Monday, February 3rd, 2014

Co-Defendant Sentencing Disparity Did Not Render Sentence Unreasonable

United States v. Chervin, No. 13-631-cr (2d Cir. Jan. 30, 2014) (Kearse, Pooler, and Raggi) (summary order), available here

This summary is provided by noted criminal defense attorney Francisco Celedonio, Esq., who is also a member of the Board of Directors of Federal Defenders of New York, Inc.:
Appellant Chervin challenged his 57-month sentence, which was imposed after trial (for
conspiracy to commit mail fraud and conspiracy to commit health care fraud). He asserted that the sentence was unreasonable because it was disproportionate to
the sentences imposed on others involved in the same scheme.

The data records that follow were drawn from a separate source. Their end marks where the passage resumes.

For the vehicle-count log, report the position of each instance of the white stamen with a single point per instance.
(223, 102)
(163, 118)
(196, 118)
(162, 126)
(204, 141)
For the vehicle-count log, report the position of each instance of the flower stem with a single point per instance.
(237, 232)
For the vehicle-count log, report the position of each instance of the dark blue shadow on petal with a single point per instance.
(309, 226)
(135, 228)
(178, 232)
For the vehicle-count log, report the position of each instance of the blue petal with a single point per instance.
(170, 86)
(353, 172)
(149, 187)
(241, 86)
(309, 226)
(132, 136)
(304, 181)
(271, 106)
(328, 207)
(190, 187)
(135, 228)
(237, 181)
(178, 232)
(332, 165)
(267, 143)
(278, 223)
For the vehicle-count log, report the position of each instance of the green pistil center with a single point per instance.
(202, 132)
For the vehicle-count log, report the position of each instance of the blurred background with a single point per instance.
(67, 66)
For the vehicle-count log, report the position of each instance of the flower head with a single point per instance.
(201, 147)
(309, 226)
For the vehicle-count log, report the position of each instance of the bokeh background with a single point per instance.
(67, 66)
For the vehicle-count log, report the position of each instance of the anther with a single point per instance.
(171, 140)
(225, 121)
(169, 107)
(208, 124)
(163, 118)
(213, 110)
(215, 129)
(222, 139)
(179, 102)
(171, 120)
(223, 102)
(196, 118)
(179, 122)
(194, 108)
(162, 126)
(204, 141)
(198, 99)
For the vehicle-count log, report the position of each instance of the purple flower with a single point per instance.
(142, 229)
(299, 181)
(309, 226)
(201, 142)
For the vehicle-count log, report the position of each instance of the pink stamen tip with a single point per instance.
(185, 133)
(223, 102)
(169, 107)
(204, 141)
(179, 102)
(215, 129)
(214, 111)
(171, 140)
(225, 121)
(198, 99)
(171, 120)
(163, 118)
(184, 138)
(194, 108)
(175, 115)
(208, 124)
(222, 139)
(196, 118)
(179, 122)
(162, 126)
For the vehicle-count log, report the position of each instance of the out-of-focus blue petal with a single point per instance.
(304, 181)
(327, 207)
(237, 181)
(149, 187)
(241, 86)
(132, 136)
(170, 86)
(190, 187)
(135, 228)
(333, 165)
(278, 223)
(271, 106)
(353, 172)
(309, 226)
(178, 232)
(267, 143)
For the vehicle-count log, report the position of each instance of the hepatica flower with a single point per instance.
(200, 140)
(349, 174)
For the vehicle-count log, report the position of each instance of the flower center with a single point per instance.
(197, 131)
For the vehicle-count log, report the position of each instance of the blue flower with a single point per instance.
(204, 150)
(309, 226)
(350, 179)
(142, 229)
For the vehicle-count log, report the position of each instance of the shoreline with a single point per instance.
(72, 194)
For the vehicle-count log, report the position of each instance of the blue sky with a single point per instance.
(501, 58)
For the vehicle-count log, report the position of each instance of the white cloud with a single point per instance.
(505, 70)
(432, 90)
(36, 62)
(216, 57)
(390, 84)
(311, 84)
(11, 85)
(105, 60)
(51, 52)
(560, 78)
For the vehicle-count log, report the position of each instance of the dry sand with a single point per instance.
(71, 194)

Finding that
Chervin had failed to demonstrate that he was similarly situated to his co-defendants
(for example, Chervin was the only defendant to go to trial, he never accepted responsibility, and his co-defendants were convicted of
different crimes), the Circuit refused to find any procedural or substantive
error in the sentence imposed. Notably, the Court reiterated the rule stated
in United States v. Frias, 521 F.3d 229 (2d Cir. 2008), that although
18 U.S.C. § 3553(a)(6) requires a district court to consider national sentencing
disparities, it “does not require a district court to consider disparities
between co-defendants.” Finally, noting that Chervin was sentenced at the low
end of the advisory Guidelines, the Circuit could find nothing to suggest that the
sentence was shockingly high or otherwise improper.